Toni Innauer

Es tuat so weh, wenn ma verliert

…ist eine Erfahrung, die zum Wettkampfalltag gehört. Alle, die wir uns ergebnisoffen auf Herausforderungen einlassen, durchleben sie öfter als Triumphgefühle.

Man braucht sich nur die Setzliste eines Tennisturniers anzusehen und weiß, dass am Sonntag nur eine Person durchgehend gewonnen haben wird. Produziert also ein 128er Raster unweigerlich 127 VerliererInnen? Oder gibt es eine andere Interpretation des Geschehens, nicht gewonnen zu haben. Ist der Zweite tatsächlich der erste Loser?

 

Das Tennis-Herrenfinale in Paris dauerte fünfeinhalb Stunden. Das erste Game habe ich noch in Linz mitbekommen, danach bin ich quer durch Österreich bis Innsbruck gefahren, habe unterwegs einen einstündigen Trainingsstopp auf einer Golfanlage gemacht, und war pünktlich zum Start des fünften Satzes in Tirol.

Ein Champions-Tiebreak entschied den epochalen Tennismarathon nach sage und schreibe fünfeinhalb Stunden zugunsten des frischer wirkenden Carlos Alcaraz.

Das Tiebreak ist, wie das Elferschießen im Fußball, ein Prozess, in dem zwei würdige Champions in wenigen Minuten gnadenlos zu Triumphatoren und Verlierern verurteilt werden.
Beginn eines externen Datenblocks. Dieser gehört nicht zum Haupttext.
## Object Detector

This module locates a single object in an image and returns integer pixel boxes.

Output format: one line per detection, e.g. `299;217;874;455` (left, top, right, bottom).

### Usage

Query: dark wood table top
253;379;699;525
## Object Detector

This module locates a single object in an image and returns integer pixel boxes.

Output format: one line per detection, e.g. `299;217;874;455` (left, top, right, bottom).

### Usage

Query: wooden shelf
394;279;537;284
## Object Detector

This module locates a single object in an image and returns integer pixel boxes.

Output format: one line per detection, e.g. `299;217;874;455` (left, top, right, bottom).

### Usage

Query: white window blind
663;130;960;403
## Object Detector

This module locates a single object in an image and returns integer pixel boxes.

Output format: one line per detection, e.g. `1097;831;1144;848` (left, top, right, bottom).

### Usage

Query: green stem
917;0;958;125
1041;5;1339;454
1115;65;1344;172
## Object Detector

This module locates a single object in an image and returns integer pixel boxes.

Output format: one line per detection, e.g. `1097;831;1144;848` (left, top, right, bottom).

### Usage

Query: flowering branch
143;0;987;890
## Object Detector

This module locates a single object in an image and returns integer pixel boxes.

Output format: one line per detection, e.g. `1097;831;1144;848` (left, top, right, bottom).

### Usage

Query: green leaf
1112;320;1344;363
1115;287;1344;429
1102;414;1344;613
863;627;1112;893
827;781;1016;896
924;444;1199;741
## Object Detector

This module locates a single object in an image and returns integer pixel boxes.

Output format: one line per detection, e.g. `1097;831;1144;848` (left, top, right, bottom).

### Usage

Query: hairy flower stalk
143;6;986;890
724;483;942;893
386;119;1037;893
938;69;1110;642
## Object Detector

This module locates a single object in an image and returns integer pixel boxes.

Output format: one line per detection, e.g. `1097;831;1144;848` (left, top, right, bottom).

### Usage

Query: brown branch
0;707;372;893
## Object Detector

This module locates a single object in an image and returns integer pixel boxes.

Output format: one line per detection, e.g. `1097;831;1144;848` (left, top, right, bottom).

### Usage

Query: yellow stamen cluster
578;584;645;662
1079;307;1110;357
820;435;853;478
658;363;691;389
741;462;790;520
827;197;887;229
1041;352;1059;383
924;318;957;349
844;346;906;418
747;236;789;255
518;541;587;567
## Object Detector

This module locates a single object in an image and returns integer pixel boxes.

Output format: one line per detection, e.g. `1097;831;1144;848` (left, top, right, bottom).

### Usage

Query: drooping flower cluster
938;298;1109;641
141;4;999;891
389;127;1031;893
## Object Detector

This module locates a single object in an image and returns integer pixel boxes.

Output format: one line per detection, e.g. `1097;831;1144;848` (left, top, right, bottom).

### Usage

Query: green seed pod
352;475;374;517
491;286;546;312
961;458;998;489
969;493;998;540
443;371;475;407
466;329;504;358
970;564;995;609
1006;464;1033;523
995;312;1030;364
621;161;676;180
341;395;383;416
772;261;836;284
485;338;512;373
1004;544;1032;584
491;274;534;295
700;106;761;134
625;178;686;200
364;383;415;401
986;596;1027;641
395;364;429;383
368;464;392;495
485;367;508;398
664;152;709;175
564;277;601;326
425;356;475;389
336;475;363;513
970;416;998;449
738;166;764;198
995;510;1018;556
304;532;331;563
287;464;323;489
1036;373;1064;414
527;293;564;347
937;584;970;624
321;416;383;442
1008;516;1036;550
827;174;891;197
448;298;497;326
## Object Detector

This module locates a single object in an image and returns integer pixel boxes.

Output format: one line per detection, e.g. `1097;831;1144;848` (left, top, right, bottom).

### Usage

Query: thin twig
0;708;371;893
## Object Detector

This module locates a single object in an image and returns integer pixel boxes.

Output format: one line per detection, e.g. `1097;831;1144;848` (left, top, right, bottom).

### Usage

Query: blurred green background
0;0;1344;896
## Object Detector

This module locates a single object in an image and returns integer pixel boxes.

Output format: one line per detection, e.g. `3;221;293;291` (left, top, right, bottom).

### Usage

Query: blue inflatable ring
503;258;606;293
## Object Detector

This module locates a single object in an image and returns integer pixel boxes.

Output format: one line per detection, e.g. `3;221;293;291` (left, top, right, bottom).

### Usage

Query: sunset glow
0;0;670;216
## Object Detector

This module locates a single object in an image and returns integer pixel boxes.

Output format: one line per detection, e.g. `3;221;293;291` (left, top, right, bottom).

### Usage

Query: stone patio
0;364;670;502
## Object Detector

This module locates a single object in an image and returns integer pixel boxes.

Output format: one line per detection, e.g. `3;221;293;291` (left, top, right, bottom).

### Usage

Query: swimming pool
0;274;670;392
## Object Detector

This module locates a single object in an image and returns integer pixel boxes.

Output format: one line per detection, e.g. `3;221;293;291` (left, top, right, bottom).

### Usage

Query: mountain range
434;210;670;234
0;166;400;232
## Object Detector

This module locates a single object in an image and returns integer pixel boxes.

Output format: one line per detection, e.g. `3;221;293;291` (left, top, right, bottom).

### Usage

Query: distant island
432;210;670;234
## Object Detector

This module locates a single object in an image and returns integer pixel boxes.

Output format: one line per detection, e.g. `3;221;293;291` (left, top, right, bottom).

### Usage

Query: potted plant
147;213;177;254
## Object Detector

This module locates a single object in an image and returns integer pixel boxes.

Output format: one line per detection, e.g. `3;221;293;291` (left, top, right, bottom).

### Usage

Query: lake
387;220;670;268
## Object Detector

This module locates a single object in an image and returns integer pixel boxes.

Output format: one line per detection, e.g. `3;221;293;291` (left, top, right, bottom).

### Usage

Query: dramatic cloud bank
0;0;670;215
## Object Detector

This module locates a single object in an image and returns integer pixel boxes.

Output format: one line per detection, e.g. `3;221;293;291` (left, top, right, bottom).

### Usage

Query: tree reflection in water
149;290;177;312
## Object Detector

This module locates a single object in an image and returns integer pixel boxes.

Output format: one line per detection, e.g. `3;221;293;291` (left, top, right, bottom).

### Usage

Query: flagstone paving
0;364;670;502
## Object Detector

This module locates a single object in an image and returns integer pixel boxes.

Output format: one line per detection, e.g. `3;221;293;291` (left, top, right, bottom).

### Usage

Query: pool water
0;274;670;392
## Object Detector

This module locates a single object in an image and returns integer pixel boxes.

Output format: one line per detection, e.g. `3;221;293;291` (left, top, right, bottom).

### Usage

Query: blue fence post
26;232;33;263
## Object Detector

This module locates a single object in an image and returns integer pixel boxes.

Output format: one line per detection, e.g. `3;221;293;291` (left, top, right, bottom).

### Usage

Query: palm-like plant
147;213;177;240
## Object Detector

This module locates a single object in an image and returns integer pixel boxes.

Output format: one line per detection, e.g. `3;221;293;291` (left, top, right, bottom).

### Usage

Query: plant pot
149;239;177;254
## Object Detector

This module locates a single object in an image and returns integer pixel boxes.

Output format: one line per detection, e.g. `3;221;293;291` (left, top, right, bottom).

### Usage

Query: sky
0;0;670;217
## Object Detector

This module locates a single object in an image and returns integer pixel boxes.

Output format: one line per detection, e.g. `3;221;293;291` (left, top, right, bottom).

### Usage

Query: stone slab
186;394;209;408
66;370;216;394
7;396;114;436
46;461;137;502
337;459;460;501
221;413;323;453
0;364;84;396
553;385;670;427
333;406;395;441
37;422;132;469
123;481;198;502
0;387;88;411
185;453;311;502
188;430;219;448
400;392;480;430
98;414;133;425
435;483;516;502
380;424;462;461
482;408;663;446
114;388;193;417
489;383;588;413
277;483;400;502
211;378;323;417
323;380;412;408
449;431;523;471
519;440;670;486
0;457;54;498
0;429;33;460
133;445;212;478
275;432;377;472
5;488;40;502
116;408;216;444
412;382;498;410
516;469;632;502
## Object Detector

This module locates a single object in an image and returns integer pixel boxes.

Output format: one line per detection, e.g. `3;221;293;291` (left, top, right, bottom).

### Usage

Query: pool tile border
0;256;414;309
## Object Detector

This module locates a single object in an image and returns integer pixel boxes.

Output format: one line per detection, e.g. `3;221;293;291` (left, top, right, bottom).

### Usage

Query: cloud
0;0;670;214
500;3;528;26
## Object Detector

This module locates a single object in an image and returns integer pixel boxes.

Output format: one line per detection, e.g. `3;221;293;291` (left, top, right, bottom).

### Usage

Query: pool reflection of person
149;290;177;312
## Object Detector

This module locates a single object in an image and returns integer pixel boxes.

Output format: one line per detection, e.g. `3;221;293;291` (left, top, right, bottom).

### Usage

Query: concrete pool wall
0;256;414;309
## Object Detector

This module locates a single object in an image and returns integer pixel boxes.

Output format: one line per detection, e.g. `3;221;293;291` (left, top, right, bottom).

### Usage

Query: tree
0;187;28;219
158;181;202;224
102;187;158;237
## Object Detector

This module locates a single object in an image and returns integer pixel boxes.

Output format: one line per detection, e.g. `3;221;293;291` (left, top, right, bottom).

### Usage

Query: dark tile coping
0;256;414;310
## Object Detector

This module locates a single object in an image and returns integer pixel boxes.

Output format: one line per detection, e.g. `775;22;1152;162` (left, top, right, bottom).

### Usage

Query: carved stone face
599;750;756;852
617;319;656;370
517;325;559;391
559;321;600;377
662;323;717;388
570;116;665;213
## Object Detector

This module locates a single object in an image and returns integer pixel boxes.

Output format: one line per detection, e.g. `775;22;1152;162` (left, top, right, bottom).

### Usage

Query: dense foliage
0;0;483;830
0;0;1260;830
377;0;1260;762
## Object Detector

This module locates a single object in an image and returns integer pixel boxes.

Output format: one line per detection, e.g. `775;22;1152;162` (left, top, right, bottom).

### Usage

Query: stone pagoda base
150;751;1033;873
„The winner takes it all, the loser’s standing small.“ ABBA besangen 1980 jene Stimmung, die sie auch nach dem Matchball über den Court Philippe Chartrier legte. Schmerzverstärkend für Yannik Sinner und seine Anhänger wirkte die Erinnerung an die drei Matchbälle in Serie, die der Südtiroler im vierten Satz und beim Stand von 0:40 nicht nützen konnte. Noch Wochen nach dem Ereignis wünscht man sich immer wieder, die Situation wiederholen zu dürfen, um sie besser zu lösen. Beim Autor sprangen unweigerlich uralte Erinnerungen an eine vergeigte Neun-Punkte-Führung bei Olympia am Bergisel an.

 

Wenn eine Niederlage richtig schmerzt, verweist dies darauf, dass einem das Ziel sehr viel bedeutet und man dranbleiben wird. Um Sinner braucht sich niemand Sorgen zu machen, auch das Preisgeld von € 1.275.000.- zeigt, dass Verlieren relativ ist.

 

Wer nicht vor Spielen zurückweicht, bei denen man auch verlieren kann, wird resilienter. Daher macht Sport auch robuster fürs Leben, weil wir „longterm“ den Umgang mit Rückschlägen erlernen. Scheitern, um sich danach neu zu orientieren, heißt „Wesentliches über die Beschaffenheit der Wirklichkeit zu erfahren und naives Anspruchsdenken zu entlarven“, wie uns der französische Philosoph Charles PEPIN ermutigt.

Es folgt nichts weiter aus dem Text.